When I served Tres Leche Cake, the ohhhhhs, ahhhhhhs and mmmms emerging from my friends’ mouths—even when I was nowhere in sight—sounded like they were all having sex.
I mean the noises were absolutely X-rated, even orgy-esque (not that I’ve ever participated). If I didn’t know any better, I would have yelled, “GET A ROOM, PEOPLE!”
A slice of Tres Leche Cake is a rich, creamy, almost pudding-like piece of fabulousness. I first had a slice of it about a year ago at Guanajuato, a Mexican restaurant in Glencoe, of all place. I’ve been obsessed with recreating that cake ever since.
After searching the internet for just the right recipe, I finally decided to make the Coconut Tres Leche Cake from Mel’s Kitchen Cafe, a food blog that’s not only a blast to read but offers consistently great, relatively easy-to-make recipes.
Mel’s version of the cake, which I changed slightly, is simple. It can start with a cake-mix cake, which, of course, my lazy self used.
Warning: this is not a dessert to serve to the lactose intolerant (For those not fluent in espanol, Tres Leches means three milk—although in this recipe, Cream of Coconut is used in place of one of the milks). Nor is this cake one you’d want to eat everyday unless you’d like to visit a cardiologist.
But if you are looking for a uniquely fabulous, showoff-y dessert for a special occasion, this is it.
By the way, if you’re thinking about perusing the internet for a healthier version of a Tres Leche Cake, one made with Greek yogurt and such, I can save you a lot of trouble. Forget about it. No such animal.
Yeah, I suppose you could probably use fat-free evaporated milk, etc. But really, what’s the point?
It would be like making a cheesecake with yogurt instead of cream cheese, which I’ve tried. It might look the same, but it sure doesn’t taste the same. Tres Leche Cake, like cheesecake, is all about being incredibly rich and creamy, decadent really. And low-fat dairy products just won’t cut it (If I’m wrong, send me your version).
About the only thing that could make this cake any more luscious is that if there was a chocolate version. And wouldn’t you know it, that clever Mel of Mel’s Kitchen Café has a recipe for a Chocolate Tres Leche Cake!
If you make it, please let me and the Sugar Buzz Chicago readers know how is it. And oh yeah, save me a slice.
Coconut Tres Leche Cake
1 yellow cake, prepared ahead, according to package directions
1 15-ounce can cream of coconut (NOT coconut milk.
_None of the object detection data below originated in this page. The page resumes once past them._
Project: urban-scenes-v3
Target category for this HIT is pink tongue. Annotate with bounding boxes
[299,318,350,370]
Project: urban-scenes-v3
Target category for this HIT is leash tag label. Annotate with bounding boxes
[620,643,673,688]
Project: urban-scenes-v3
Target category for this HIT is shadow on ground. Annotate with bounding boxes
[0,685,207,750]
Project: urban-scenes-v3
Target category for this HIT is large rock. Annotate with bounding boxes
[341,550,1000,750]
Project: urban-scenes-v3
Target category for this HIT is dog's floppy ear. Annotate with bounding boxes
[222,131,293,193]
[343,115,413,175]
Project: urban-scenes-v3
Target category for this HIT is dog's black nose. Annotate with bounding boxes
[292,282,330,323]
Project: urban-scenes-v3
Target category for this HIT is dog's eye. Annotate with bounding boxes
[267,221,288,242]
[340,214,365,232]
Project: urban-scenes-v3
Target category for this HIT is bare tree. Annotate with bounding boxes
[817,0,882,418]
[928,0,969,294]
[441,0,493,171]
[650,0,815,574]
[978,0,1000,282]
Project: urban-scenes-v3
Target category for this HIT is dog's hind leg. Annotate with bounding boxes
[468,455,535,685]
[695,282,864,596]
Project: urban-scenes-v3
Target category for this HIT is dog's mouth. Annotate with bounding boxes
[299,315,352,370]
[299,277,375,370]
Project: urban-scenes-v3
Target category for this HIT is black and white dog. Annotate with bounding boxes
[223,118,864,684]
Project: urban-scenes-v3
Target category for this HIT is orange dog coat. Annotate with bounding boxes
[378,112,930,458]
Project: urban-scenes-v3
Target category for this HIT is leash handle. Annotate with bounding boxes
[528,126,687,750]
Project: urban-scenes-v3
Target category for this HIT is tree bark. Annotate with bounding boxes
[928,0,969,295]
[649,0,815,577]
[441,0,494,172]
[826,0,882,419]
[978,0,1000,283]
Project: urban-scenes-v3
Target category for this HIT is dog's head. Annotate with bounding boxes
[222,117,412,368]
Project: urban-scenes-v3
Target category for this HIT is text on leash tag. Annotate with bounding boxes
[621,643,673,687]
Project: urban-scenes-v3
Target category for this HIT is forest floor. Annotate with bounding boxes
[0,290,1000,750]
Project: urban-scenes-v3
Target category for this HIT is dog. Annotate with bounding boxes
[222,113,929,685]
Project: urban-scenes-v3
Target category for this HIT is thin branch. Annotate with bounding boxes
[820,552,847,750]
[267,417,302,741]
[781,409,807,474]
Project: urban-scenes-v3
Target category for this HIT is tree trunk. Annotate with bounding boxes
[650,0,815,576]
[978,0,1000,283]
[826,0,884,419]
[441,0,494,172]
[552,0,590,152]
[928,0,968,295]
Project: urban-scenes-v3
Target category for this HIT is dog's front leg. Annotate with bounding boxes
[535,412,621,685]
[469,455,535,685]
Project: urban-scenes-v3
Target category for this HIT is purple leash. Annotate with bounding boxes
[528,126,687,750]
I found cream of coconut in the Asian section of my supermarket, but it may be located in the alcoholic drink mix aisle)
1 12-ounce can evaporated milk
1 cup heavy whipping cream
1 teaspoon vanilla
1 cup of heavy whipping cream
2 tablespoons powdered sugar or more to taste
1 teaspoon vanilla
1 cup shredded coconut
- Prepare cake from cake mix in 9” x 13” pan according to package directions. Cool on wire rack and turn out onto large platter.
- Place cream of coconut, evaporated milk, one cup of cream and the vanilla in blender or food processor. Process until smooth.
- When cake has cooled at least one hour, poke holes with fork all over top of cake.
- With a large spoon or ladle, spoon some of the milk syrup over the cake. After it has absorbed, pour the rest of the syrup over the cake, trying to distribute evenly. (The holes help the cake absorb the liquid).
- Place plastic wrap loosely over the cake and store in the refrigerator two to 24 hours. If there is any liquid sitting on the platter after an hour, tip the platter slightly and spoon the liquid back onto the cake.
1. Place one cup of heavy cream into a large, chilled bowl and beat 2 minutes or until the cream starts to thicken. Add sugar and vanilla and beat until stiff peaks form.
- Spread coconut on baking sheet. Bake in a 350 oven for seven minutes or until coconut begins to turn golden brown.
Cut cake into slices and top with whipped cream and coconut. Serve with sliced bananas or berries if desired.